A judge said Wednesday that pending the supervising judge’s approval, he will decide if a preliminary injunction he issued last summer against a Sun Valley church that flouted coronavirus health mandates should be dissolved and whether contempt proceedings against the house of worship and its pastor should not go forward.

Los Angeles Superior Court Judge Mitchell L. Beckloff told lawyers for Los Angeles County and Grace Community Church that he will need final approval from Supervising Judge David Cowan to make sure he is complying with local rules by hearing both issues since part of the dueling litigation is being heard by Glendale Superior Court Judge Ralph C. Hofer.

The county lawyers are challenging a motion by attorneys for Grace Community Church, who cite two recent U.S. Supreme Court decisions in their argument to lift the preliminary injunction in its entirety and end the county’s contempt effort.

The preliminary injunction was issued last Sept. 10 by Beckloff as a way of stemming the spread of the coronavirus, based in part on evidence presented by the Los Angeles County Department of Public Health. Los Angeles County sued the church Aug. 14.

The injunction ordered the church to direct congregation members to wear masks and practice physical distancing if the house of worship decided to hold outdoor services.
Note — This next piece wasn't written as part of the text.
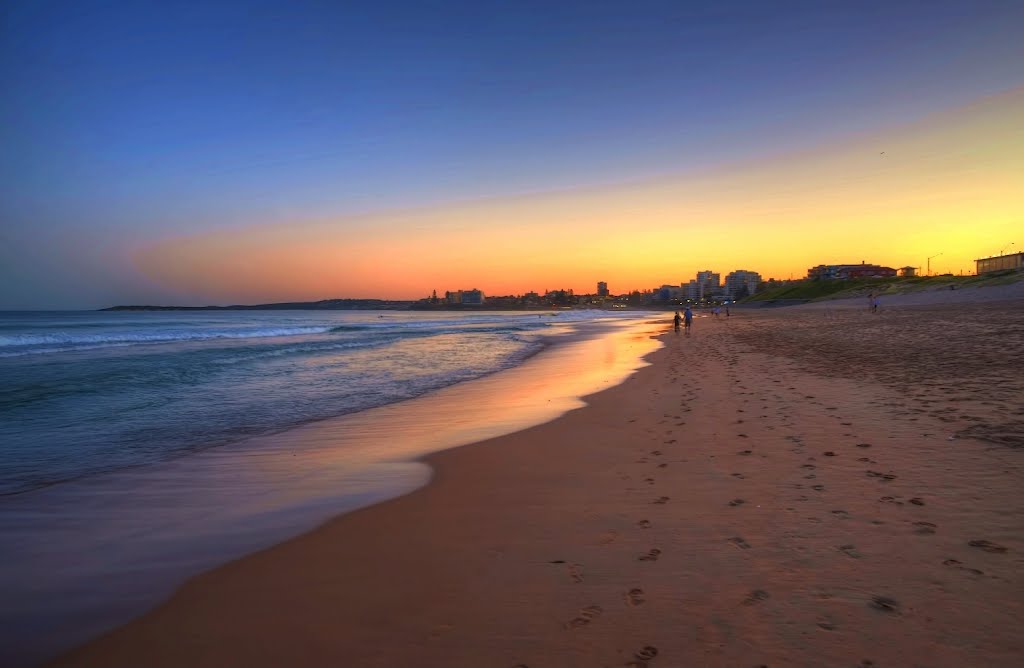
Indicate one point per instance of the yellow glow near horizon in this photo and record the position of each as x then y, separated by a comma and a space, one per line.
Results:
952, 183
Beckloff said at the time that the “potential consequences of community spread of COVID-19 and concomitant risk of death to members of the community, associated and unassociated with the church, outweighs the harm that flows from the restriction on indoor worship caused by the (Los Angeles County) health order.”

The county then sought contempt proceedings against the Roscoe Boulevard church and its pastor, John MacArthur, for holding indoor services and for not enforcing masking and social distancing in violation of Beckloff’s September court order. Because the county subsequently allowed indoor church services amid declining COVID-19 infection rates, county lawyers now want the church and pastor found in contempt only on the masking and social distancing issues and for the preliminary injunction to be enforced for 25% indoor capacity.
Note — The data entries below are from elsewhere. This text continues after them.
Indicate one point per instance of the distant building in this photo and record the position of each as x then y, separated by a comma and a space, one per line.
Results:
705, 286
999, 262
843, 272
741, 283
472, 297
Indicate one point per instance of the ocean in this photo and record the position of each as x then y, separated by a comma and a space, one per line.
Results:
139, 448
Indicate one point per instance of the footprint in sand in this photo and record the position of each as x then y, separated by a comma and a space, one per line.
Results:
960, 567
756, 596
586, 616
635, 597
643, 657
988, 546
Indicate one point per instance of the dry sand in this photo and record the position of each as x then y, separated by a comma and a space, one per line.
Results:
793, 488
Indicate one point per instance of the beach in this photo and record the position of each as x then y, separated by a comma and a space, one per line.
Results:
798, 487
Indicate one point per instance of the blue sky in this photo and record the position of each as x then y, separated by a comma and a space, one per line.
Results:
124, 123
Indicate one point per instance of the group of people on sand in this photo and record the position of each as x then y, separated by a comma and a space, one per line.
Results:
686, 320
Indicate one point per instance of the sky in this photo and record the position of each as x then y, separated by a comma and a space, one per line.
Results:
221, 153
Church lawyers state in their court papers that in the first of two U.S. Supreme Court opinions, a Catholic diocese and a group of Jewish synagogues challenged New York Gov. Andrew Cuomo’s restrictions on churches and won.

Then, on Feb. 5, the high court struck down the indoor worship ban while allowing caps on attendance and a ban on singing, according to the Grace Community Church attorneys’ court papers.
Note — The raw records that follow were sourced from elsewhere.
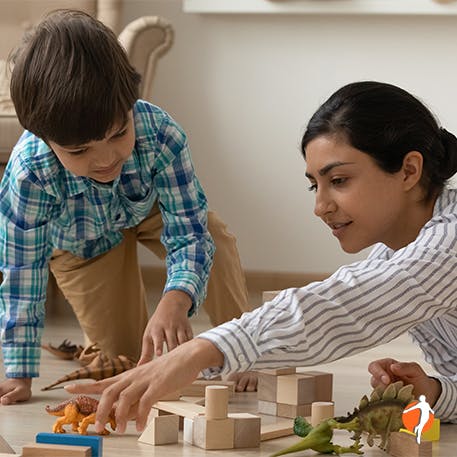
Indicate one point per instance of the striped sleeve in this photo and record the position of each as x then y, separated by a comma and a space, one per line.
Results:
361, 306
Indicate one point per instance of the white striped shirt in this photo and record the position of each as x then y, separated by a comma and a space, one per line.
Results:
361, 306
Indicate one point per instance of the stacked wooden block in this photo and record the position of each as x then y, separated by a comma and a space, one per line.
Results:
286, 393
208, 427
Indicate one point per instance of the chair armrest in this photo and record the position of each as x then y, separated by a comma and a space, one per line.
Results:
145, 40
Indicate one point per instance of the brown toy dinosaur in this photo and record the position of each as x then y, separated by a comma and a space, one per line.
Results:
80, 413
96, 365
However, lawyers for the county state in their court papers that this case actually supports their position and refutes that of the church because the high court “expressly refused to enjoin” California’s 25% capacity restriction on indoor worship that was established in February after the complete indoor ban was lifted.

The church has its own suit against the county that is awaiting trial in Glendale Superior Court.